“You’re coming from Pitchfork, I assume,” he said as he leaned forward on his banjo.
“No,” I said. “I live here. I’m just walking around. I guess there would be a lot of people coming from there.”
“Yeah,” he said, flicking a thumb wrapped in a curved plastic pick toward the south. “Union Park’s just down there.”
He nodded and held up his wrist as if he had a watch on it.
“In about half an hour, there’s going to be hundreds of people coming this way,” he said.

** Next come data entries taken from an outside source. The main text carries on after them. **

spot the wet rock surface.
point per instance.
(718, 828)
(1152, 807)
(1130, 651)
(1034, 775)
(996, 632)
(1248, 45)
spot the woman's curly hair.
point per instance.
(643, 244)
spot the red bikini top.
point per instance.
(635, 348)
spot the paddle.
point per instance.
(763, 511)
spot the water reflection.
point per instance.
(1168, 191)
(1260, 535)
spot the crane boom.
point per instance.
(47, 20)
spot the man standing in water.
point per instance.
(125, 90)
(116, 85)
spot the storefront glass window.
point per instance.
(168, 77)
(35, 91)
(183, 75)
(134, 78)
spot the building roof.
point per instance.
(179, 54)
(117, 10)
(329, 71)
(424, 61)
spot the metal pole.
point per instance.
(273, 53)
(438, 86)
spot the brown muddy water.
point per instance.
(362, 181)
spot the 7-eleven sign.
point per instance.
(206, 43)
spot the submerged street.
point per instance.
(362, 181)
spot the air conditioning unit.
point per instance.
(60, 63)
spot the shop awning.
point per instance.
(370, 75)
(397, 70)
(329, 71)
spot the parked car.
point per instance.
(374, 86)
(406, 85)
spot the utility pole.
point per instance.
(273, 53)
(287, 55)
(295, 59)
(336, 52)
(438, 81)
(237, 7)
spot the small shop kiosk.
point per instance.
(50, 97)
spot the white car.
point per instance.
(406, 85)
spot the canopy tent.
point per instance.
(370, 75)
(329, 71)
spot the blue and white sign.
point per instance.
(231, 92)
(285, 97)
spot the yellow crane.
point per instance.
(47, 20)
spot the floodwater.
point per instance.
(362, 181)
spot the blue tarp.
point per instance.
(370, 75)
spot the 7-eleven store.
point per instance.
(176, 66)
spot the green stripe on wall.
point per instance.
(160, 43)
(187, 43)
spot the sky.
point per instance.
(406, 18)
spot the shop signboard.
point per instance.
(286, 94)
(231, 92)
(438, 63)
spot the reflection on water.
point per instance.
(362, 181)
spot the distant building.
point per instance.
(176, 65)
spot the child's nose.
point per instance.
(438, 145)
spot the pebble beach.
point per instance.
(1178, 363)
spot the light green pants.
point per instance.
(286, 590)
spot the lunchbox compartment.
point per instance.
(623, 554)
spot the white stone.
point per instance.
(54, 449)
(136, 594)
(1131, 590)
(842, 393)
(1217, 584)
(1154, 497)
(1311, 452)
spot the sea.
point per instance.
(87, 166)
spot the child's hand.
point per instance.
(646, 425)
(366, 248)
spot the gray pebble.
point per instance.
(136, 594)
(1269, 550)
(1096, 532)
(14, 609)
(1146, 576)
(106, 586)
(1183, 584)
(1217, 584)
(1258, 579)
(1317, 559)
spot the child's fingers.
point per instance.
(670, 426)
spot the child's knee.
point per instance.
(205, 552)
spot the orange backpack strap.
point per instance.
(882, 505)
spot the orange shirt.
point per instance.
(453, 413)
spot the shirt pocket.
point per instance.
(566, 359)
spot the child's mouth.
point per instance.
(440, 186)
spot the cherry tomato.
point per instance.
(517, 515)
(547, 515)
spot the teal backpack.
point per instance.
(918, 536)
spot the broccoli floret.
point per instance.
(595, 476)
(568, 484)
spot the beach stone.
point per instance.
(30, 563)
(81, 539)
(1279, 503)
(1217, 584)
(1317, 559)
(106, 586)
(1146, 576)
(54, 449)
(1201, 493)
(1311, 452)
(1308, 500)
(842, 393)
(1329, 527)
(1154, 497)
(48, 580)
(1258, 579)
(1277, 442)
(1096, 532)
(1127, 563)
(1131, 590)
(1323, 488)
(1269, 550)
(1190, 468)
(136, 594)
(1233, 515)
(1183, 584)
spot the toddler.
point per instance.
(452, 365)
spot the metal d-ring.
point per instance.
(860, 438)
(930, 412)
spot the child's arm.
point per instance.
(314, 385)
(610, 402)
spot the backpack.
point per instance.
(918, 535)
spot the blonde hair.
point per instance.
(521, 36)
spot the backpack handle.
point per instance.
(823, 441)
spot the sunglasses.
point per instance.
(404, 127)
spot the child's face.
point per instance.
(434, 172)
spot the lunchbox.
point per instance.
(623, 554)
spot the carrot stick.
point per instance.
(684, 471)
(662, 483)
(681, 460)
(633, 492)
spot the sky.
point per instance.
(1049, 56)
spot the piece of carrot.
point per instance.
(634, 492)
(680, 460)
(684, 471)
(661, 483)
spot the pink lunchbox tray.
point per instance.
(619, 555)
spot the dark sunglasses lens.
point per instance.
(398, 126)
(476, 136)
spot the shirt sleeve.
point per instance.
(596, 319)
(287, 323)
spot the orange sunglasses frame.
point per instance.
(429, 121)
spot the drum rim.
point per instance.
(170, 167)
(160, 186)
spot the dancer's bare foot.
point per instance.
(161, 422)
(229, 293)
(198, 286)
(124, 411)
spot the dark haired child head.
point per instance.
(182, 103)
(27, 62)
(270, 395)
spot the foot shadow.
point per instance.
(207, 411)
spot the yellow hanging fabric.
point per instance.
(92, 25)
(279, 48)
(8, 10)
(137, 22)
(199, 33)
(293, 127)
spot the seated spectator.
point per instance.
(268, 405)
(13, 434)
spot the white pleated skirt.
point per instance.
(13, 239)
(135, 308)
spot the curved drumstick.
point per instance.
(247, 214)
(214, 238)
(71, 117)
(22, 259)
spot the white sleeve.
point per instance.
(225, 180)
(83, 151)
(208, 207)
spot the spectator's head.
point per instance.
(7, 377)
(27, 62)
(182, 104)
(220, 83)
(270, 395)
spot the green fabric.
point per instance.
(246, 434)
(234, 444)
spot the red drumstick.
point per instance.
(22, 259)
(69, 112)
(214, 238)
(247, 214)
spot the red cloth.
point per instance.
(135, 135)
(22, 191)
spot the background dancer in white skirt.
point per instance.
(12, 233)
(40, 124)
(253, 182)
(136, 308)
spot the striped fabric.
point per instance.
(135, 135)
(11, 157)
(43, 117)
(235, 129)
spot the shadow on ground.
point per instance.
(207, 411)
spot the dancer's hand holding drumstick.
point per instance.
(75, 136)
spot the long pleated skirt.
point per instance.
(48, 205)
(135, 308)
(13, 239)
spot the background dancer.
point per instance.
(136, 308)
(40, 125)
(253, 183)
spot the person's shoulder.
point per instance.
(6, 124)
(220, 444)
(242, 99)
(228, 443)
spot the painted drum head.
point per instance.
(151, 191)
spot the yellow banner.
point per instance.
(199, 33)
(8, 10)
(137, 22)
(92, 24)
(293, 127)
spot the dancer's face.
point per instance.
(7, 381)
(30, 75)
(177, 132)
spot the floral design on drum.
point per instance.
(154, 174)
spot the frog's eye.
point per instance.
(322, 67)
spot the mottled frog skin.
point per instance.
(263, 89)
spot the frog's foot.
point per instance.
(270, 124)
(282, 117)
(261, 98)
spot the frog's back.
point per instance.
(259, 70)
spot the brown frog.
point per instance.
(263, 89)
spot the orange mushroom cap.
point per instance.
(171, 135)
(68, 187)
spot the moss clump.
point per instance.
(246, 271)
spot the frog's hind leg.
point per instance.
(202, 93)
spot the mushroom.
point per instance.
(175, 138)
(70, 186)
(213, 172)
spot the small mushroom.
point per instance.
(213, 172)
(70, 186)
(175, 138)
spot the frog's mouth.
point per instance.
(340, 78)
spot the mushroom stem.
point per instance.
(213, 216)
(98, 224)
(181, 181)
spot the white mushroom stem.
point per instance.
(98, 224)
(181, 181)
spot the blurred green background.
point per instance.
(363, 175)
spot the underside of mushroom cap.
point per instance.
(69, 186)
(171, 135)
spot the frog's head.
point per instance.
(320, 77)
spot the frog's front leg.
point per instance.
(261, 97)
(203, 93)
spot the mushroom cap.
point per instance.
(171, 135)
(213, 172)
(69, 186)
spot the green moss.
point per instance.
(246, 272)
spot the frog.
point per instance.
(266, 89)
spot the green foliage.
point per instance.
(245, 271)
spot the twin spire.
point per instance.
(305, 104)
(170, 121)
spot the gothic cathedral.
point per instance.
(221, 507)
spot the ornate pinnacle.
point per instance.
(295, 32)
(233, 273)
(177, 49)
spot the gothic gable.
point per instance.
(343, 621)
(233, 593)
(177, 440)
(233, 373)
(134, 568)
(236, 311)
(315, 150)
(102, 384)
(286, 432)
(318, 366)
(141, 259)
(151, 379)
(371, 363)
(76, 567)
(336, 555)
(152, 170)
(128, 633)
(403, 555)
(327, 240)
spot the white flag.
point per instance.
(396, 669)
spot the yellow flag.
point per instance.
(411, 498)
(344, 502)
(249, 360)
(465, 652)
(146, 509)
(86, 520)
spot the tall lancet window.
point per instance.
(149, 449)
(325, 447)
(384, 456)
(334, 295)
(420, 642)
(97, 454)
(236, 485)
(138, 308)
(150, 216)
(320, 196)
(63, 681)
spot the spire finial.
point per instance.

His name was Dallas. He was young and hippie. Long sandy hair hanging parted down the middle. A beard circling a wide, gripping smile. By a doorway along Ashland, north of a glowing greasy spoon that still called dogs “Red Hots” and south of one selling pizza by the slice, he strummed a banjo and waited for the crowds.
His strumming was simple and pretty. Classic bluegrass, for all I know from banjo. Not quite songs or verses, but simple strumming, chord changes coming whenever he felt interested in one.
“I didn’t go this year,” he said. “But I like to watch people coming back from it.”
“Serenade them?” I joked.
“Serenade them,” he laughed.
A few early departures from the music fest had already started by. A few stumbly young women. A few older men in Neutral Milk Hotel T-shirts, toting bags of posters and other merchandise. A few young guys in full hip-hop regalia.
“’22 Jump Street’ funny as shit,” one of the young guys said.
Tucked in a small, dark slip of a neon-lit street, flanked by glowing signs for red hots and pizza, as cars raced by and more and more music fans wandered up the sidewalk, as the night darkened and the Sears Tower skyline glowed over a gas station, Dallas strummed his banjo, carving out a few moments of peace in simple bluegrass chords he changed up only when he wanted.
“I like to sit out here, drink a little and watch people come by,” he said.
“It’s a good night for it,” I replied.